African Wedding Traditions

Given that millions of people live in Africa or have roots stemming from the vast continent, it's hard to make generalizations about all African weddings. However, there are a handful of traditions that are frequently and customarily seen at some African traditional weddings. Additionally, there are some traditions, like tying the knot, that are often performed at both African and African-American weddings. Ultimately, it's important to talk with your partner, and your family and future in-laws, about the traditions that feel authentic to you as a way of honoring your specific heritage.

6. Knocking on the Door

teal front door on brick house
Shutterstock/ 1000 Words

Asking the family of the bride for permission to marry is a fairly common practice around the world, and the African-American community is no exception from this old-school courtesy call. But did you know that requesting a bride's hand in marriage is a tradition that can be traced back to Ghana? This particular ceremony (also known as "kookoo ko") begins with a groom knocking on the door of the bride's home and waiting for entry. When the groom's knock is accepted, his delegation presents gifts like money and spirits for libation. Once his intentions are announced, both families discuss prospects of becoming one before providing their blessing. When the terms are finalized, the bride is called in and gets asked three times by her father if she agrees to the proposal. Celebrations begin after the bride says "yes" to each request, thus making the pair's engagement official. These days, knocking on the door is done as a sign of respect for the bride's family, and she has final say in the matter. A modern and much simpler option can range from a family dinner to a brief phone call—no dowries required.
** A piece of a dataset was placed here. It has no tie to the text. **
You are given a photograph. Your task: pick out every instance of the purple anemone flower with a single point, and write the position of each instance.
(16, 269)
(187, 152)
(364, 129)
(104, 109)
Lugemwa emphasizes that knocking on the door, while practiced in many cultures, is very culture-specific and, as such, should only be celebrated if it's a custom that feels authentically connected to your culture, rather than adapting it to fit your needs. "Several cultures do this as part of the traditional engagement ceremony," she says. "However, it's not a custom that can be borrowed because it's a very specific ritual that's part of a ceremony uniting families."

7. Kola Nuts

The Kola nut has an ancient history in the tropical rain forests of West Africa. This caffeine-packed fruit was used for medicinal purposes throughout numerous tribes in what is now Niger, Nigeria, Sierra Leone and Liberia. Eventually, the Kola nut became a unifying symbol for couples and their families thanks to its healing properties—which is why it's also popular during wedding ceremonies. Exchanging a Kola nut often represents the couple's willingness to help heal each other. However, for many African Muslims, sharing a Kola nut is an act performed during engagement celebrations to implore fertility. Although the use of Kola nuts isn't as popular as some of the other traditions on this list, some African American couples find a way to incorporate the custom into their special day either through the bean itself or with Coca-Cola, which included Kola nuts in the original recipe.

8. Money Spray

Many cultures have their own iteration of the money dance and, depending on the culture, the celebration carries with it different meaning. Notably, both Filipino and Nigerian couples will often incorporate this practice into their big day. Historically speaking, Yorùbá and Igbo tribes are the primary groups that practice this generous tradition, but it's also made its way into some African-American wedding receptions. Typically, guests toss cash at the couple in what's called a "money spray." The pair celebrate their fortune by dancing to traditional music. Some couples are lucky enough to need assistance when gathering the money off the floor—a good problem to have, of course. By the end of the night, the newly married couple has a fund to help start their life together. "The spraying or pinning or giving away of money represents guests bestowing blessings and prosperity on the couple and sometimes specific family members," explains Lugemwa.